Wie in der Vergangenheit möchte der Apostolische Stuhl auch heute seine Wertschätzung, Zuneigung und Achtung für die edlen Völker in Montenegro bekräftigen, dies auch durch die Fortführung eines brüderlichen Dialogs mit der Orthodoxie, die im Land so präsent und lebendig ist. Die tausendjährigen Beziehungen gegenseitiger Hochachtung bezeugen diese Einstellung. Auch heute muß man diese konstruktive Haltung vertiefen, um den Völkern, die Sie hier heute würdig vertreten, bestmöglich zu dienen. Mit großer geistiger Aufgeschlossenheit schauen sie zugleich nach Osten und nach Westen und bilden eine Brücke zwischen der einen und der anderen Sphäre. Wie in vergangenen Jahrhunderten ist es möglich, in großer Herzlichkeit jene Vereinbarungen zu treffen, die von Vorteil sind für das Land und die katholische Gemeinschaft, ohne im mindesten die berechtigten Ansprüche anderer Religionsgemeinschaften zu verletzen. Das ist der Weg, den das heutige Europa eingeschlagen hat und den Ihr Land mit so viel Hoffnung gehen möchte.
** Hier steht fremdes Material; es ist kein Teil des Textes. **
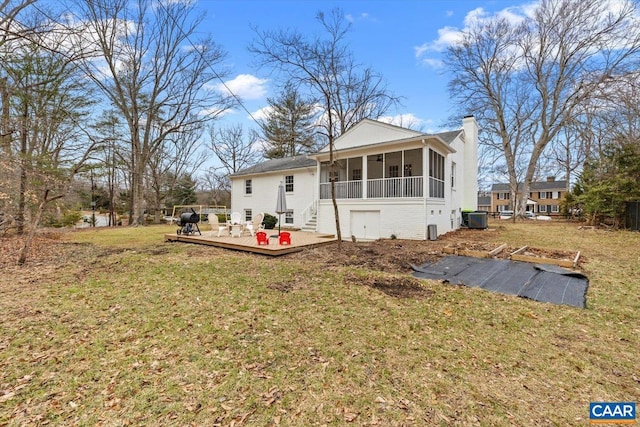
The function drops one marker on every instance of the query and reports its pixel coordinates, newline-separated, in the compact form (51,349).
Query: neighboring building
(389,181)
(544,197)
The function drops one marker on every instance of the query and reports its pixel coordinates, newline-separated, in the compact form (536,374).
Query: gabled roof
(542,185)
(274,165)
(368,132)
(449,136)
(484,201)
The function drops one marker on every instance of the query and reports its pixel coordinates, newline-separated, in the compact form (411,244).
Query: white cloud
(262,113)
(364,16)
(448,36)
(403,120)
(245,86)
(436,64)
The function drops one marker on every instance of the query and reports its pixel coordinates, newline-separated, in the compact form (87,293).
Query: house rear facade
(389,181)
(544,197)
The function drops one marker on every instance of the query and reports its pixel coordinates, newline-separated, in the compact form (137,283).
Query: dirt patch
(398,287)
(389,255)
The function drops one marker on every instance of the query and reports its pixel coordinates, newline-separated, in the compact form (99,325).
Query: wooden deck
(248,243)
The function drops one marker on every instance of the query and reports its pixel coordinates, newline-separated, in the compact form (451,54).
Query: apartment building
(543,199)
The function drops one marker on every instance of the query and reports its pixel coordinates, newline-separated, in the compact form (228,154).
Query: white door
(365,225)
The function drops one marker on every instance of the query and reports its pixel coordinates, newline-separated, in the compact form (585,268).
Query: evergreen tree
(288,129)
(184,191)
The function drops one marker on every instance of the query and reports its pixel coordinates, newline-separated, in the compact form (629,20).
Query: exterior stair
(311,225)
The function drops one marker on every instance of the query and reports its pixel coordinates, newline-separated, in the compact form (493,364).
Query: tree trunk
(5,132)
(34,226)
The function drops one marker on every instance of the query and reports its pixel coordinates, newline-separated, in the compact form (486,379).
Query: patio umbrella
(281,204)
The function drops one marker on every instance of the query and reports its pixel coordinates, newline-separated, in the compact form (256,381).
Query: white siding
(265,191)
(371,132)
(370,218)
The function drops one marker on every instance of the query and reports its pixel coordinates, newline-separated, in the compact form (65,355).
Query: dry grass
(133,331)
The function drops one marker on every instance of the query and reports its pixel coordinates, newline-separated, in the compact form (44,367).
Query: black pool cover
(540,282)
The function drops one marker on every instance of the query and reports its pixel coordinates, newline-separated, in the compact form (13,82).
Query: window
(436,175)
(453,174)
(288,183)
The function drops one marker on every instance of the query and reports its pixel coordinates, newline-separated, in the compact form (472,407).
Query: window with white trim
(288,183)
(436,175)
(453,174)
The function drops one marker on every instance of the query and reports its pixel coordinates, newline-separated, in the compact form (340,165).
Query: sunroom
(415,172)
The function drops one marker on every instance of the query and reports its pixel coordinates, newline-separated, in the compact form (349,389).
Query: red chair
(262,238)
(285,238)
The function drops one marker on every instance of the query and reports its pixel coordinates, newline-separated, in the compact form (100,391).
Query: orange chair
(262,238)
(285,238)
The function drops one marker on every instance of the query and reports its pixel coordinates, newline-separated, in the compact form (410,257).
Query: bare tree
(527,82)
(346,91)
(147,66)
(289,128)
(234,150)
(179,157)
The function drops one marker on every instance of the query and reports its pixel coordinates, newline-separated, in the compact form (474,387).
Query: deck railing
(376,188)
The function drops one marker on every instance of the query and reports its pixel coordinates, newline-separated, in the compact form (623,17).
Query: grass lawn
(130,330)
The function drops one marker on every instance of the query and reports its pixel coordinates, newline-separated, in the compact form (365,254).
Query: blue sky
(403,40)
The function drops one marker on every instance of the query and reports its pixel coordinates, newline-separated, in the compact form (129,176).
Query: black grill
(189,223)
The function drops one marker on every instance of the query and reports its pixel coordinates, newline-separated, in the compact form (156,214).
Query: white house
(389,181)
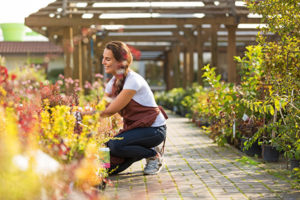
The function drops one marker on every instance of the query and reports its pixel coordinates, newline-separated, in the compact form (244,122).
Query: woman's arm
(119,103)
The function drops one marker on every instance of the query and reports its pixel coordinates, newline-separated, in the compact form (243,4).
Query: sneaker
(153,165)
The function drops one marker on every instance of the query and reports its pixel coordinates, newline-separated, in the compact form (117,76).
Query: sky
(15,11)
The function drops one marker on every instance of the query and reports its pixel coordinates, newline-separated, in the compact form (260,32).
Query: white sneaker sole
(153,173)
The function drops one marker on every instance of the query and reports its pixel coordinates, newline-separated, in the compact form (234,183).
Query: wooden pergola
(162,30)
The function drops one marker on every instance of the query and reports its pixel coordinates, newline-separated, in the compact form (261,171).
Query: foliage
(41,127)
(281,72)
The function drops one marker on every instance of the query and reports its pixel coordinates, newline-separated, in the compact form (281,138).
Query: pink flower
(87,85)
(98,75)
(61,76)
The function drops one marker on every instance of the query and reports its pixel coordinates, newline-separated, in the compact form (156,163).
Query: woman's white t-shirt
(143,95)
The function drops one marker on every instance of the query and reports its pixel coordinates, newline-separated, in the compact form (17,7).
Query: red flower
(13,76)
(3,74)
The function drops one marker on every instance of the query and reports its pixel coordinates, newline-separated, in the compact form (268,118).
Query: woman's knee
(114,146)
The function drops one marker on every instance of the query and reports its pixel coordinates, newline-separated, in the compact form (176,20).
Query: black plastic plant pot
(270,154)
(294,164)
(255,149)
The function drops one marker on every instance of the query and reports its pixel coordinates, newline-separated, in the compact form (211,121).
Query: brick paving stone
(196,168)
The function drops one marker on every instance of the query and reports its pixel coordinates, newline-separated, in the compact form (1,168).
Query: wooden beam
(68,51)
(200,42)
(185,67)
(214,47)
(231,52)
(32,21)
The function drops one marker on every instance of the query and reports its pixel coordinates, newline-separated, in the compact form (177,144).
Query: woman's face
(109,62)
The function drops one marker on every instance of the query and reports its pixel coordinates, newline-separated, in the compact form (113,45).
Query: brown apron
(134,116)
(137,116)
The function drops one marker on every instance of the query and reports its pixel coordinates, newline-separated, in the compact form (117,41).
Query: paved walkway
(195,168)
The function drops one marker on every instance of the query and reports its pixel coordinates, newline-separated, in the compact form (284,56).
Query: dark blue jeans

Herr Botschafter, das Beglaubigungsschreiben, das Sie mir heute vorlegen, ist ein Zeichen des positiven Willens, mit der eigenen, spezifischen Identität zum internationalen Leben beizutragen. In diesem Sinne werden Sie im Apostolischen Stuhl einen Gesprächspartner finden, der die Geschichte, die Gegenwart und die Wünsche Ihres Volkes gut kennt. Bei mir und meinen qualifizierten Mitarbeitern werden Sie auf der Grundlage der tausendjährigen, herzlichen gegenseitigen Beziehungen Aufmerksamkeit und Beachtung finden. Ich bitte Sie, den Sie akkreditierenden Autoritäten meine Hochachtung und Dankbarkeit zu übermitteln und meine aufrichtigen Wünsche für Wohlstand, Frieden und Fortschritt für alle Einwohner von Montenegro weiterzugeben, auf die ich die Fülle des Segens des Allerhöchsten herabrufe.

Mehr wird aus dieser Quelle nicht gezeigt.